Jamais nous n'avions vu d'aussi près la fumée sortir du canon. Voilà comment le chroniqueur du BOSTON GLOBE résume, ce matin, les dernières révélations en date sur les soupçons de collusion entre les équipes de Donald Trump et des intérêts russes, lors de l'élection américaine. Ainsi que nous l'évoquions déjà hier, THE NEW YORK TIMES a publié coup sur coup deux articles, ce weekend, affirmant que le fils aîné du président américain avait rencontré une avocate liée au Kremlin, pendant la campagne. Dans un premier temps, Donald Trump Jr a confirmé ce rendez-vous (daté du 9 juin 2016), tout en précisant que la conversation portait principalement sur le programme d'adoption d'enfants russes par des Américains, suspendu par Vladimir Poutine, en représailles à des sanctions prononcées contre des officiels russes soupçonnés de violations des droits de l'homme.

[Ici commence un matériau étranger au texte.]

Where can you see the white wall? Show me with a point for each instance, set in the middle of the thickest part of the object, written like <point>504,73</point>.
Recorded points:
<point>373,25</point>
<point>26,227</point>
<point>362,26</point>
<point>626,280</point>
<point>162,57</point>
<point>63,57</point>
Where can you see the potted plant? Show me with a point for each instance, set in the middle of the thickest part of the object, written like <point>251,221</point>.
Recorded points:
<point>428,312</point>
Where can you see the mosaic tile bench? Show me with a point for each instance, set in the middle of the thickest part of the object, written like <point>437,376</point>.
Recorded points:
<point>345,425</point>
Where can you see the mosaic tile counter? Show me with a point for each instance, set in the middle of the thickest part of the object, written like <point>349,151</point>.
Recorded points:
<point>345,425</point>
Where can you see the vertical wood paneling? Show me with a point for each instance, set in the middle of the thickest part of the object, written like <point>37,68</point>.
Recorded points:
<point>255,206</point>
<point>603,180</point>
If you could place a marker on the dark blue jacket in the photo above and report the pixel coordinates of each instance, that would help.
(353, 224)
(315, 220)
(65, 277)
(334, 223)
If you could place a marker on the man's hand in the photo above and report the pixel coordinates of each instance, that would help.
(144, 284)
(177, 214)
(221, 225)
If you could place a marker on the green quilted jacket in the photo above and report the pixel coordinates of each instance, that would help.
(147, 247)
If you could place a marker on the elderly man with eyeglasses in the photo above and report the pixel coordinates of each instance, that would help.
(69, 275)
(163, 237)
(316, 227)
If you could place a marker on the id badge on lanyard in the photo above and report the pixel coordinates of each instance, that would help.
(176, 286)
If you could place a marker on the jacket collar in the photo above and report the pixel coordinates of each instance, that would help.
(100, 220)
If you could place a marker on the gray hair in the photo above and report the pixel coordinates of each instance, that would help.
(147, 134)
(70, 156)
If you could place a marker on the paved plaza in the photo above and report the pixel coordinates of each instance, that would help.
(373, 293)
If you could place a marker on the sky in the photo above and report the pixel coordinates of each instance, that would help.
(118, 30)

Une explication fragilisée pourtant, dès le lendemain, par la publication d'un deuxième article dévoilant, cette fois-ci, la vraie motivation de Donald Trump Jr. : obtenir des informations susceptibles de nuire à la candidate démocrate Hillary Clinton. Aussitôt pressé par ces nouvelles révélations, le fils aîné du président s'est finalement fendu d'un communiqué pour expliquer que ladite avocate prétendait avoir des informations selon lesquelles, «des individus liés à la Russie finançaient le comité national du parti démocrate et soutenaient Hillary Clinton». Mais, toujours selon Trump Jr., ces informations étaient vagues, ambiguës et dénuées de sens. Bref, elles n'étaient pas «significatives». Et c'est ainsi que la Maison Blanche tente, à présent, de se défendre en expliquant que cette rencontre n'avait rien de déplacée, qu'elle a été très brève, qu'aucune information n'a été fournie et surtout qu'elle n'a pas eu de suite.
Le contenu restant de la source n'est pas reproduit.